Musings from Carly: Veg Directory Assistant 2013
One rainy Monday morning I was working away in the office of TVA when a long-time member phoned in with a unique request. She wanted to purchase a membership to give a friend’s granddaughter who had recently become vegetarian.
However, this wasn’t just any gift membership (or maybe no gift membership ever is), this was much more. She explained that her friend was concerned over the belief that her granddaughter was “eating nothing but beans.” With a chuckle about the bean-centred meal she had been eating that day and the well-intentioned yet misinformed concern, she explained to me that she wanted to provide the new vegetarian with information to help her eat healthy, delicious, and varying meals while surrounded by meat-eating family members. She emphasized that she did not want to send anything that may be received as pushy, but rather offer help to someone with a genuine interest in and desire to live a vegetarian lifestyle. She wanted to purchase a cookbook or two and requested that helpful information be added to the package.
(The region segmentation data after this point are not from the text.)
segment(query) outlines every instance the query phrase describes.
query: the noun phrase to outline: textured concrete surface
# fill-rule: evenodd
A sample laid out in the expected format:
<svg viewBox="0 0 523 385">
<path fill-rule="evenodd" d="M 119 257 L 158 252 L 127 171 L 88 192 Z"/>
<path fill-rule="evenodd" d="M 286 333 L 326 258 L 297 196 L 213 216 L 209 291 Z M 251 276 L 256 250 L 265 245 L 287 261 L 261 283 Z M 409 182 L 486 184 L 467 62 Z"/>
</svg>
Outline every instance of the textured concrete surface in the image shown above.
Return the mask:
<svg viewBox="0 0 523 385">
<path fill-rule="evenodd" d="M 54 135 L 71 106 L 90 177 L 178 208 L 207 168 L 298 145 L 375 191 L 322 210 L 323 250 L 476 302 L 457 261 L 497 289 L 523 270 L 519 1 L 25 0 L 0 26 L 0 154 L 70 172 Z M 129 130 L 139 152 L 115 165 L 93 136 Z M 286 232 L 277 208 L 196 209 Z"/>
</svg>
As I spoke with her and gathered the increasingly exciting package to be mailed, I realized that her gift and the intentions behind it were something special. What she really wanted was to give the gift of support.
When I became a vegetarian and then later a vegan, my family was overwhelmingly supportive, for which I am eternally grateful. However, I am no stranger to the eye rolls, sarcastic comments, and un- or misinformed challenges posed by meat-eating friends. I’m also aware of some of the difficulties associated with defending and upholding your views in the face of doubting strangers or confused family members. Becoming a vegetarian or vegan is hard enough (albeit completely doable!) without the added social challenge of needing to explain why you’re asking the waiter about specific ingredients or why you’ll skip the turkey at Thanksgiving dinner this year (and stuffing, mashed potatoes, and butter laden vegetables, and brought your own kale salad).
Defending your food choices can be exhausting. Sometimes I can’t answer all the questions I am being asked. Sometimes I don’t want to explain why I’m making the food choices I am making. I am often happy to explain my choices and share my knowledge to those who are genuinely interested. And I often take questions as a good sign and excellent opportunity to educate others. But I have to admit that I also appreciate when my veganism is barely noticed, or at least not the centre of attention. And I certainly appreciate when someone offers their support in the form of quiet respect.
So to my rainy day Monday caller, I applaud you. I applaud both your anonymous gift and your intentions. A TVA membership, useful cookbooks, and thoughtful information packets are the gift of support. Support from the TVA community, support as information, and especially support from you. It quietly, respectfully, and helpfully says that it is possible to succeed as a vegetarian and enjoy yourself all the while.